The agencies are expected to submit the report by January, 2019 and will be considered to decide the course of actions related to the mega trade deal
The commerce ministry has roped in three external institutions--IIM Bangalore, Indian Council for Research on International Economic Relations (ICRIER), and Centre for Regional Trade (CRT)—to prepare a detailed report and assess the economic impact of the proposed Regional Comprehensive Economic Partnership (RCEP) trade deal.
The agencies are expected to submit the report by January, 2019 and will be considered to decide the course of actions related to the mega trade deal that is expected to conclude next year, a senior government official said.

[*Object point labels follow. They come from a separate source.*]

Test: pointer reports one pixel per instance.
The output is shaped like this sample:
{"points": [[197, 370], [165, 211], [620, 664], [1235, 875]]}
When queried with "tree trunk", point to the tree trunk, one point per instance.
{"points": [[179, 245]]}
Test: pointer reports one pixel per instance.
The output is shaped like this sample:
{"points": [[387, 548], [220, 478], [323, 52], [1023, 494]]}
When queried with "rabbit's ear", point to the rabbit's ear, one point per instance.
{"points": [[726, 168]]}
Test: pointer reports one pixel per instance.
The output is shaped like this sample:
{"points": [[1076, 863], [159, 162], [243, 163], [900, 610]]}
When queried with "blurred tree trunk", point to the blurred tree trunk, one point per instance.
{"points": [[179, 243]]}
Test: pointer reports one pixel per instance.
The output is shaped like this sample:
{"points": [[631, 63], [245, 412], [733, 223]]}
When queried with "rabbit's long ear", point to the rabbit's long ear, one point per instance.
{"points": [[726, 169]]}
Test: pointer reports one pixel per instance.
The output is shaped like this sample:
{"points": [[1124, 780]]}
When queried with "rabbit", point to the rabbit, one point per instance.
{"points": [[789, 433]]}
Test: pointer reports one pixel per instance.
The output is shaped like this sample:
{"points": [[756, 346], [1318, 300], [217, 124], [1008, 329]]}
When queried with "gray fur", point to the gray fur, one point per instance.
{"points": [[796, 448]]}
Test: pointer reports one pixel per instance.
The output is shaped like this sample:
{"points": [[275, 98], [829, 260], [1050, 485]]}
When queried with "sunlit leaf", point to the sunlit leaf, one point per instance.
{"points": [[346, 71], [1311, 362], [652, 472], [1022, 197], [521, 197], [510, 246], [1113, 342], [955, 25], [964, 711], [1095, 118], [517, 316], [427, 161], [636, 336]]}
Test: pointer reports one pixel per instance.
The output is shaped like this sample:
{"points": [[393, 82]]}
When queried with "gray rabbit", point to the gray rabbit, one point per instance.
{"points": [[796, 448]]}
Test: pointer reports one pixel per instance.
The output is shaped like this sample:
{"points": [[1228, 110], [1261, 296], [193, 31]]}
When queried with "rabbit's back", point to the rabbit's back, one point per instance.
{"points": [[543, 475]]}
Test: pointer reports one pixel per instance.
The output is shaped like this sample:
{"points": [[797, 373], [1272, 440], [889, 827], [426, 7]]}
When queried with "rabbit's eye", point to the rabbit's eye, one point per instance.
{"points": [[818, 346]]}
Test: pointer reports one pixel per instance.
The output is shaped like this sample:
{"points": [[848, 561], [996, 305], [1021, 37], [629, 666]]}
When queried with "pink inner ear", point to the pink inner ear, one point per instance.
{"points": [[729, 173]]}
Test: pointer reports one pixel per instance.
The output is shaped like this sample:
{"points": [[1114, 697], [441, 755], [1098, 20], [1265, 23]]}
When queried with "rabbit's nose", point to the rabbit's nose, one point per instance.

The changes will be applicable to current and future FTAs, while in case of existing agreements, changes will be made during its review, the official said.
The economic and trade policy think-tanks are expected to talk to the industry, including exporters, importers, manufacturers, among others, for their inputs and feedback.
Barriers to trade, in form of import restriction is eventually removed when a free trade agreement is signed among trading nations to mainly increase exchange of goods and services.
RCEP is a proposed free trade agreement among 16 countries. This includes 10-member 10 member countries from Association of South-East Asian Nations (ASEAN) block--Brunei Cambodia, Indonesia, Malaysia, Myanmar, Singapore, Thailand, the Philippines, Laos and Vietnam--and their six FTA partners--India, China, Japan, South Korea, Australia and New Zealand.
The trade deal aims to cover goods, services, investments, economic and technical cooperation, competition and intellectual property rights.
India already has a free trade agreement with ASEAN, Japan and South Korea and it is negotiating similar pacts with Australia and New Zealand.
The government has set up four-member group of ministers (GoM) headed by commerce minister Suresh Prabhu to advise Prime Minister Narendra Modi on RCEP-related negotiations as it faced opposition on the deal from several ministries.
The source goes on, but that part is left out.